I’ve been listening today to Taj, one of my favorite albums. It dates back to 1987, a time when bluesman Taj Mahal’s career was in something of a doldrums. Although he had relocated to Hawaii and continued to tour steadily, Taj hadn’t put out a new LP in ten years. When I spied this then-new release at Melody Records in Washington DC’s Dupont Circle, I snapped it right up. It was love at first spin.
Among the dozens of musicians listed on the back cover were many studio aces I recognized and admired: Jessie "Ed" Davis on lead guitar, Larry McDonald (congas, percussion), the legendary Babatunde Olatunji (djembe, congas, shekere, percussion) and Paul Butterfield Blues Band veteran Ralph MacDonald on congas, tambourine and percussion. The large horn section and backing vocalists signaled that this was not the customary roots-based Taj Mahal album. Love songs, soul ballads, even anti-nuke tunes were now in the mix. I could not keep this infectious disc off my old AR-XB turntable!
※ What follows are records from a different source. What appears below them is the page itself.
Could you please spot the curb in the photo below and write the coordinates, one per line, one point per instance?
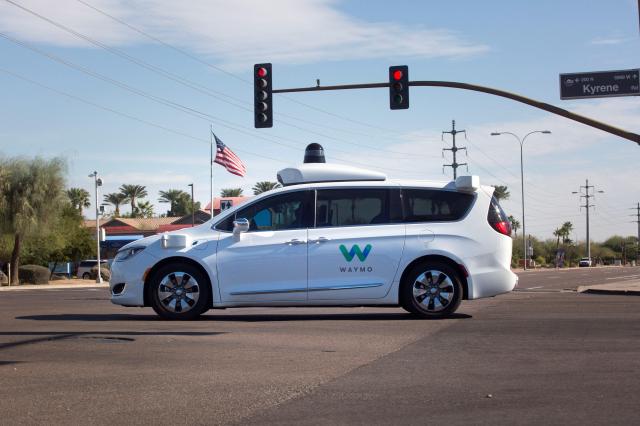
(611, 292)
(52, 287)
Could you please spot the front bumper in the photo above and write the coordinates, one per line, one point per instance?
(127, 280)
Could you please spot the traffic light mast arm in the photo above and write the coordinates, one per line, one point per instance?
(634, 137)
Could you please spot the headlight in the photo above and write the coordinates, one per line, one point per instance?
(128, 253)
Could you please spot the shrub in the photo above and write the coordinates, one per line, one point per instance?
(104, 272)
(33, 274)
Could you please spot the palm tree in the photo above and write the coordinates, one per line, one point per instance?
(116, 199)
(264, 186)
(176, 197)
(30, 190)
(515, 225)
(144, 209)
(566, 229)
(79, 198)
(501, 192)
(231, 192)
(133, 192)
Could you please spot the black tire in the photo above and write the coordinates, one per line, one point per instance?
(442, 290)
(184, 297)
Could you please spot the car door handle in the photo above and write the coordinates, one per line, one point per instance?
(295, 242)
(319, 240)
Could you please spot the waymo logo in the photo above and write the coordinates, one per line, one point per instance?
(355, 251)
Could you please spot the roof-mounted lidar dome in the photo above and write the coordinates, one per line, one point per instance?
(314, 153)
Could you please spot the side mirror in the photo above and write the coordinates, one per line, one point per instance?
(240, 225)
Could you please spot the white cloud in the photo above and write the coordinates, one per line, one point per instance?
(240, 31)
(610, 41)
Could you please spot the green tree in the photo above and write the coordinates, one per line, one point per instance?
(116, 199)
(32, 193)
(501, 192)
(79, 198)
(264, 186)
(178, 200)
(515, 225)
(231, 192)
(132, 193)
(144, 209)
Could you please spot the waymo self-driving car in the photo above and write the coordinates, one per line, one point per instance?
(332, 235)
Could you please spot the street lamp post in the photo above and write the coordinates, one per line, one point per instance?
(193, 213)
(97, 182)
(521, 141)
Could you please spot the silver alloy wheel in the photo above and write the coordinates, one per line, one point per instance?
(178, 292)
(433, 290)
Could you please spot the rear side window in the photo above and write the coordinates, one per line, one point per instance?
(350, 207)
(430, 205)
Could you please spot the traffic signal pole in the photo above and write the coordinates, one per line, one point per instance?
(634, 137)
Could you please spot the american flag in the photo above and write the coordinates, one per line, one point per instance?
(225, 157)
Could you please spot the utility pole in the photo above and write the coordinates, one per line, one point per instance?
(587, 196)
(193, 212)
(97, 183)
(637, 221)
(454, 149)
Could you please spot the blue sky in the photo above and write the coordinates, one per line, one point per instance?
(512, 45)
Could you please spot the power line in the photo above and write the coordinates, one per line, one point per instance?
(171, 76)
(587, 196)
(171, 104)
(217, 68)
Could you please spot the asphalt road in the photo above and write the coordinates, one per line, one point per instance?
(528, 357)
(570, 279)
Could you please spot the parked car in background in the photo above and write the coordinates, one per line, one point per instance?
(84, 269)
(585, 261)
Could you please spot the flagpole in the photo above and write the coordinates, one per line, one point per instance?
(211, 167)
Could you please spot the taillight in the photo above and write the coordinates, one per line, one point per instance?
(502, 227)
(497, 218)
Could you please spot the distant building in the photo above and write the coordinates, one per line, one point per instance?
(121, 230)
(222, 203)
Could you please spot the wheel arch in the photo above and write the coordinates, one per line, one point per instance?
(169, 260)
(462, 271)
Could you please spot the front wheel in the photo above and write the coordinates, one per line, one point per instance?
(179, 291)
(431, 290)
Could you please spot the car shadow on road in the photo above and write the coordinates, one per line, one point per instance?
(377, 316)
(395, 316)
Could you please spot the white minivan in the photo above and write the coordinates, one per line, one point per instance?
(332, 235)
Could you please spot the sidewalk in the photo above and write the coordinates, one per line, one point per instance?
(57, 284)
(628, 288)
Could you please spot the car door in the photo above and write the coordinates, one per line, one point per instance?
(269, 262)
(356, 245)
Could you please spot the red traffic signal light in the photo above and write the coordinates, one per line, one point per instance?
(399, 87)
(262, 96)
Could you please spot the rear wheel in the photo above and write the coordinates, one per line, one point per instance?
(431, 290)
(179, 291)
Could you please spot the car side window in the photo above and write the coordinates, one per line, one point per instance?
(430, 205)
(349, 207)
(277, 213)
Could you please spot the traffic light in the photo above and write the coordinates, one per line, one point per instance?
(262, 101)
(399, 87)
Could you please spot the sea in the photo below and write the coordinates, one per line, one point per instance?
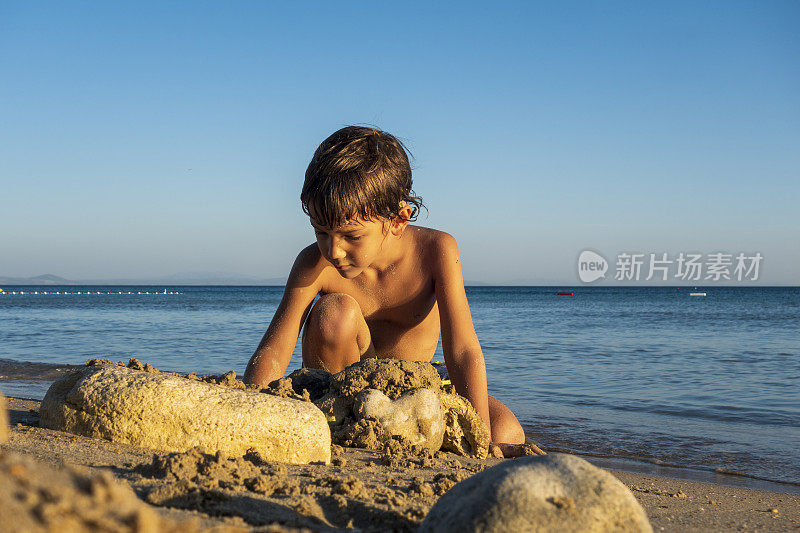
(646, 379)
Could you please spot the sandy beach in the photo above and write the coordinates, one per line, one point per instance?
(360, 489)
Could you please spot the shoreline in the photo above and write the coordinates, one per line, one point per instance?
(632, 465)
(395, 494)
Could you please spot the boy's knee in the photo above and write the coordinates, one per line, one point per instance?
(505, 426)
(335, 316)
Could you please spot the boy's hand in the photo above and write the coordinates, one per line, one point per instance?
(501, 450)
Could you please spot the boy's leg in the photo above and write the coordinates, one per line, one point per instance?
(507, 432)
(335, 334)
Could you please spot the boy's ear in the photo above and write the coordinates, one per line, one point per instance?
(399, 223)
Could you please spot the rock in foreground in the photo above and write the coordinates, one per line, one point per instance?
(554, 492)
(3, 420)
(171, 413)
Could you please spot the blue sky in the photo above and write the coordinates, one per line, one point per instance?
(152, 138)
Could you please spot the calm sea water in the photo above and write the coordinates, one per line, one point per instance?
(650, 374)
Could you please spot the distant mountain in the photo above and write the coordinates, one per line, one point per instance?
(44, 279)
(184, 278)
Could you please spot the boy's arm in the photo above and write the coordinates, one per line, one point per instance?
(272, 356)
(462, 351)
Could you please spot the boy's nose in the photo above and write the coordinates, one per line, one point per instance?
(335, 251)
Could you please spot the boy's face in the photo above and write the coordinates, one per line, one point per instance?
(352, 247)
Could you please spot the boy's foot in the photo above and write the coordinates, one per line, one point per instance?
(501, 450)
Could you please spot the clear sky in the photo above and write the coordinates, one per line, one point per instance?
(149, 138)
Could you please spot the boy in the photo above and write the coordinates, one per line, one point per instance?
(386, 288)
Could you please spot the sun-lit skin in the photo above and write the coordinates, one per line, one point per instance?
(387, 289)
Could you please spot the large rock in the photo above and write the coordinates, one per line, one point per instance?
(171, 413)
(555, 492)
(340, 398)
(416, 415)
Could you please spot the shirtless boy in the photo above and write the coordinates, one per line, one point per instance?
(387, 289)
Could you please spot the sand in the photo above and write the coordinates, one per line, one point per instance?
(369, 490)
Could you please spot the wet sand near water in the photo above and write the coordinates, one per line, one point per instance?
(360, 489)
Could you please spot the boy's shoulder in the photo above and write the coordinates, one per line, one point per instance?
(438, 244)
(430, 237)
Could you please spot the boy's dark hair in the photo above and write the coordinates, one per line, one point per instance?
(358, 171)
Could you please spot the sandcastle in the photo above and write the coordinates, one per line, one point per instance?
(168, 412)
(373, 400)
(363, 406)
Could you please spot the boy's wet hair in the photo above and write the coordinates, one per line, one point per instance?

Taj and I go back a long way. We both grew up in Springfield, Mass. in the 1950s. Although he’s three years older than me, our paths crossed at the University of Massachusetts in the early ‘Sixties. I used to go hear him sing with the Elektras, his party band that played all around the various campuses on the Northampton-Amherst circuit. I remember his hilarious live cover of The Marathons’ 1961 hit “Peanut Butter.” Well, there's a food going 'round and it's a sticky, sticky goo / Peanut, peanut butter / It tastes too good, but it's so hard to chew / Peanut, peanut butter / People everywhere, they think it's the most / Peanut, peanut butter / Early in the morning they put it on their toast/ Peanut, peanut butter. Believe me, they ain’t writing ‘em like that anymore. Spread it on your bread now!
I can’t tell you how many classes I cut that year, preferring to go listen to Taj noodling way for hours on the grand piano in the UMass Student Union. It made a mess of my academic career, but I wouldn’t trade a minute of that time now.
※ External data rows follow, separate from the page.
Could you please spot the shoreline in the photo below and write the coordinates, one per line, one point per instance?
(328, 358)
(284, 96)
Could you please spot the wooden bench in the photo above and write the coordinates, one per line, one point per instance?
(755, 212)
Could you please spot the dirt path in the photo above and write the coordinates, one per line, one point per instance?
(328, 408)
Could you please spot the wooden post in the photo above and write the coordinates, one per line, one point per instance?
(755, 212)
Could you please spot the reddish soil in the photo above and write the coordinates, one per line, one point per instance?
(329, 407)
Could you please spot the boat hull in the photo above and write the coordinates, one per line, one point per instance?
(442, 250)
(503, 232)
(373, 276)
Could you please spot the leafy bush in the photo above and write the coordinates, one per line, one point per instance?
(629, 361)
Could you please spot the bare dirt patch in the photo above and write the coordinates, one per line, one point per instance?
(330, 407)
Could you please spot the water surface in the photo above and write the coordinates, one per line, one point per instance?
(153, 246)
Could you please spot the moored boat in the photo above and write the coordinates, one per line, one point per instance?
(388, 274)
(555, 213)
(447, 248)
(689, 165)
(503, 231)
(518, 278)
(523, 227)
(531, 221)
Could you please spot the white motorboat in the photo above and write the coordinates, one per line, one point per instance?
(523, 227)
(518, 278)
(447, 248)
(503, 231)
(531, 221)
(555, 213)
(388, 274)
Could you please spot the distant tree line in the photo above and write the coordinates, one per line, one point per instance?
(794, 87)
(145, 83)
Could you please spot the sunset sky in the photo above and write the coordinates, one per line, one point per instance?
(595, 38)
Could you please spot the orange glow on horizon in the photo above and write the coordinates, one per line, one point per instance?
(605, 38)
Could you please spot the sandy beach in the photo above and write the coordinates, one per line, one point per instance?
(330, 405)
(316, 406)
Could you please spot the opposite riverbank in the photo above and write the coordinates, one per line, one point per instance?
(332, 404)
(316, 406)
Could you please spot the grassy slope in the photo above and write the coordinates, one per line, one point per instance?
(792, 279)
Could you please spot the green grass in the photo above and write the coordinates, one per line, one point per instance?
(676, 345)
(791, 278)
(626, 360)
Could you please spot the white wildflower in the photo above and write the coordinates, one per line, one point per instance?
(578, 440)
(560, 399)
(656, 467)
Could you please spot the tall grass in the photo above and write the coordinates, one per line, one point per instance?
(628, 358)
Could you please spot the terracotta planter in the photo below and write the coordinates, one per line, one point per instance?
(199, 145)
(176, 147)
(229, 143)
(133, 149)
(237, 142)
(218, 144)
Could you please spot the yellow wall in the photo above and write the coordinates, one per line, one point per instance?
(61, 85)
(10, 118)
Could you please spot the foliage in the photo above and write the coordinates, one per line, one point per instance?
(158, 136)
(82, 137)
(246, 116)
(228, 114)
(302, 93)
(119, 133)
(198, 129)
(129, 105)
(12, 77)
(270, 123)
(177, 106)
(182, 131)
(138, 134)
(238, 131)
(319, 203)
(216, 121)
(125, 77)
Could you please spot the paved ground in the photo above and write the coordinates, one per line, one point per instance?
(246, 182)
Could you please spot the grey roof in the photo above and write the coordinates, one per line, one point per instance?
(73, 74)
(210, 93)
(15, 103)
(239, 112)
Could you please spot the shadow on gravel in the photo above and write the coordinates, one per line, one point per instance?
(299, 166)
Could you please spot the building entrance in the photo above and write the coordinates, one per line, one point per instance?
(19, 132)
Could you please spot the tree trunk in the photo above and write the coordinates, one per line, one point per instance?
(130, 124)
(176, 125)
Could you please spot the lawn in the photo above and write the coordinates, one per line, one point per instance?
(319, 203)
Years ago Marti forwarded an article to me about how fans everywhere were ecstatic when Taj’s 1971 live album from the Fillmore East was finally released on CD in 2000. Apparently the double-LP had a rabid cult following that three decades had failed to diminish. “Did you have that one on vinyl?” she asked me. Did I have that on vinyl? I fucking wore those two discs out! Talk about an all-star cast: Stax-Volt-influenced John Hall (co-founder of Orleans) on electric guitar, the great Howard Johnson on tuba (see The Band’s Rock Of Ages,) Billy Rich (later in Paul Butterfield’s Better Days), John Simon on pianos. The entire Woodstock Superhuman Krew, it seemed. A classic if ever there were one.
Owners Ron and Valma Merians outside the Joyous Lake, Woodstock.
In 1973 I moved to Bearsville, just outside Woodstock, New York. It was the heyday of one of the most remarkable music venues of the era: the Joyous Lake. I spent countless nights in that gorgeous listening room, enjoying performances by local groups such as The Fabulous Rhinestones, Full Moon and the Marc Black Band. Heavy hitters played there too. I caught Charles Mingus, Willie Dixon and John Sebastian (who lived just outside of town) in that club. Paul Butterfield, another neighbor, would breeze in for the late set and blow incredible blues harp with whomever was on the bandstand. One night Taj was playing and not only did Butter jam with him, but Maria Muldaur chimed in with back-up harmonies from a ringside table. I recall chatting with Taj for a while at the bar between sets that evening. A heady time indeed.
I hadn’t seen Taj in a long while when, around 2000, he played here in Paris. After his gig at the Trabendo, he and I reminisced about a long-gone record shop we both frequented in the 1960s at Winchester Square, Springfield’s African-American neighborhood. It was literally a mom-and-pop deal, owned and operated by a middle-aged white couple with a knowledgeable young gay black dude behind the counter. The place to find the latest Motown, Stax/Volt, King 45s and LPs. I practically lived there. Cutting classes once again. I was always ditching college – especially if music was the alternative.
“Do I remember that place!” Taj said. “You know, after Martin Luther King’s assassination -- when angry folks were setting that neighborhood on fire -- the only businesses that were spared were a few liquor stores – and that record shop.”